Georgia Institute of Technology
I work to democratize robotic technology – placing the power of robots in the hands of everyone by developing new computational methods and human factors insights that enable robots to 1) learn novel skills via human demonstration from diverse end-users, 2) understand and support the human in human-robot interaction (HRI) including through explainable Artificial Intelligence (xAI), and 3) coordinate human-robot teams. I employ human-subjects research methods to inform the formulation of our systems, validate our methods improve HRI across both subjective and objective metrics, and develop design guidelines for researchers and practitioners alike.
My research is inspired by the potential of robots to become an invaluable part of our everyday lives, from autonomous vehicles (AVs) to healthcare, manufacturing, and defense. To reach this potential, however, we must move away from army-of-consultants approaches that yield expensive, ad hoc, solutions and move towards interactive learning techniques, e.g. Learning from Demonstration (LfD), in which robots learn skills (e.g., an AV navigating an obstacle course with user-specific objectives) via human feedback (e.g., robots observing human skill performance). Likewise, robots must support humans through human-centered design techniques, explainable Artificial Intelligence (XAI), and team coordination algorithms.

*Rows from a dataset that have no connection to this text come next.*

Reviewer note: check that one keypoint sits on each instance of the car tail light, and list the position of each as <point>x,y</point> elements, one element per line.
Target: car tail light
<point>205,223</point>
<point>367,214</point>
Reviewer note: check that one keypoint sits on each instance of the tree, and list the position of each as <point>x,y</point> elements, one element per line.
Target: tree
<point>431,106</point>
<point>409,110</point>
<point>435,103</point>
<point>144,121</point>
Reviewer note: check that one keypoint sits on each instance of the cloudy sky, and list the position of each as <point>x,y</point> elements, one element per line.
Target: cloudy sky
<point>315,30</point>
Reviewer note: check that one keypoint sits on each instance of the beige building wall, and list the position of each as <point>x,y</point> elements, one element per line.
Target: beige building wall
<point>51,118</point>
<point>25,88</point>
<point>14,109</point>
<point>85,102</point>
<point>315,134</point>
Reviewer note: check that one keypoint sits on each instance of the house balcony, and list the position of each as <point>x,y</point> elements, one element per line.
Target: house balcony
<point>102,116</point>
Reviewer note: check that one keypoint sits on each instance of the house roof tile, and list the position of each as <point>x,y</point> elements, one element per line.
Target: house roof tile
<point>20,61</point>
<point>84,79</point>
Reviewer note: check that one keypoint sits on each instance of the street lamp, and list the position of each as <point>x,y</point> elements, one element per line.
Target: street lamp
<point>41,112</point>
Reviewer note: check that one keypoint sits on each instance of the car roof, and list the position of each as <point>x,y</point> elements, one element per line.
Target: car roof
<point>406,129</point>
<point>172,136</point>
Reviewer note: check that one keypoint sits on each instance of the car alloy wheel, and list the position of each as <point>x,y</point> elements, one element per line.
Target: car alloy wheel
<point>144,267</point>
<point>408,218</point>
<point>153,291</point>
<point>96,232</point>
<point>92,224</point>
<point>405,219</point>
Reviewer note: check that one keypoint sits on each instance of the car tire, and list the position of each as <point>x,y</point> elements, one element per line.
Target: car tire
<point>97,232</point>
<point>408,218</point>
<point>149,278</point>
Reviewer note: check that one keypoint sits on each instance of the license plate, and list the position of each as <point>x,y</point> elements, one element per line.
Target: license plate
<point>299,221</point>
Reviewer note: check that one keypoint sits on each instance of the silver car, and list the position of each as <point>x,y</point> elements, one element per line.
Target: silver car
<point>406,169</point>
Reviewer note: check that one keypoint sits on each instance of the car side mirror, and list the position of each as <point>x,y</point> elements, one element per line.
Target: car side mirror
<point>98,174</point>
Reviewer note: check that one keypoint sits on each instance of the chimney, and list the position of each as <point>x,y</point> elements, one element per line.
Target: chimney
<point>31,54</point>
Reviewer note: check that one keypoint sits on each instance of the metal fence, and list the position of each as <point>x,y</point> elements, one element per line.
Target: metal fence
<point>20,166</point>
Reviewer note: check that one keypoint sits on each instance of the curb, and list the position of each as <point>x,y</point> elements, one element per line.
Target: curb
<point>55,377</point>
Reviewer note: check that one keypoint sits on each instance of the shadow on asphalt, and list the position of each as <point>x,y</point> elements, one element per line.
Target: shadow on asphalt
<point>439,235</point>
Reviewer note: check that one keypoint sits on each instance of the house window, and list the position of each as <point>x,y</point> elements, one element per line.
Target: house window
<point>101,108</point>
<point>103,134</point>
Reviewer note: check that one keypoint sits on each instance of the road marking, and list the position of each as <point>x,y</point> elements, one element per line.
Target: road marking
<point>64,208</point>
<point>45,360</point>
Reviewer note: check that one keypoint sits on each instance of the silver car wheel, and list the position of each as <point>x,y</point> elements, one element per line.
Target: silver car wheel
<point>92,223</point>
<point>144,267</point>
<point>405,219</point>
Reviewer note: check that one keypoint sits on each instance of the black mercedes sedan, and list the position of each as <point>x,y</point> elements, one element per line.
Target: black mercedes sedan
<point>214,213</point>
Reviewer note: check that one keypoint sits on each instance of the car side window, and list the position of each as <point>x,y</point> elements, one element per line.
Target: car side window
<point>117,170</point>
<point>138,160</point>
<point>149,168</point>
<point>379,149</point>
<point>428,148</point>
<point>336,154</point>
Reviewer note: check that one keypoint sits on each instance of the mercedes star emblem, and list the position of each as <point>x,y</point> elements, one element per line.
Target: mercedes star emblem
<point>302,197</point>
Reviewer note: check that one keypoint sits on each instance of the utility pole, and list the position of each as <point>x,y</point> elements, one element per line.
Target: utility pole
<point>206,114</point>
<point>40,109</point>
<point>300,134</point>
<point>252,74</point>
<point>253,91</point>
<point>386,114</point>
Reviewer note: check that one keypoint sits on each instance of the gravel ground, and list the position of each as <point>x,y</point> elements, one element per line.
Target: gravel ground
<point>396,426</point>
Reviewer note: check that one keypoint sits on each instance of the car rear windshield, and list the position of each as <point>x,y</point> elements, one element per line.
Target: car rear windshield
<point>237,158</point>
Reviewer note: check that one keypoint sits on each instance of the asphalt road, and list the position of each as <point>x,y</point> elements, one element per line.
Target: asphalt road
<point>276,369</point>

My lab, the CORE Robotics Lab, is supporting the AI-CARING institute by developing safe and multi-model robot programming by demonstration techniques that could be used by care partners (e.g., spouse, adult children, nurses) to program robots to assist in daily activities of living. We are actively researchers mechanisms to integrate Multi-modal Large Language Models (LLMs) with Interactive Machine Learning (e.g., Inverse Reinforcement Learning) to enable humans to intuitively program robots to perform assistive tasks in the home (e.g., cooking and cleaning). We design our models to be personalizeable to capture user-specific preferences for how the robot should behave and encode social norms. We employ mixed-methods research with our target population of care members and partners to inform the design of and evaluate our technical contributions. Conducting focus groups, prototyping activities, and feedback sessions are vital research activities that our lab benefits from in meeting the needs of our target population.
The proposed outcome of our research is a set of robotic algorithms and interfaces that help realize our vision for assistive robots in the home to help older adults age more gracefully, staying in the home and in their communities, and avoid costly care in an assistive living environment.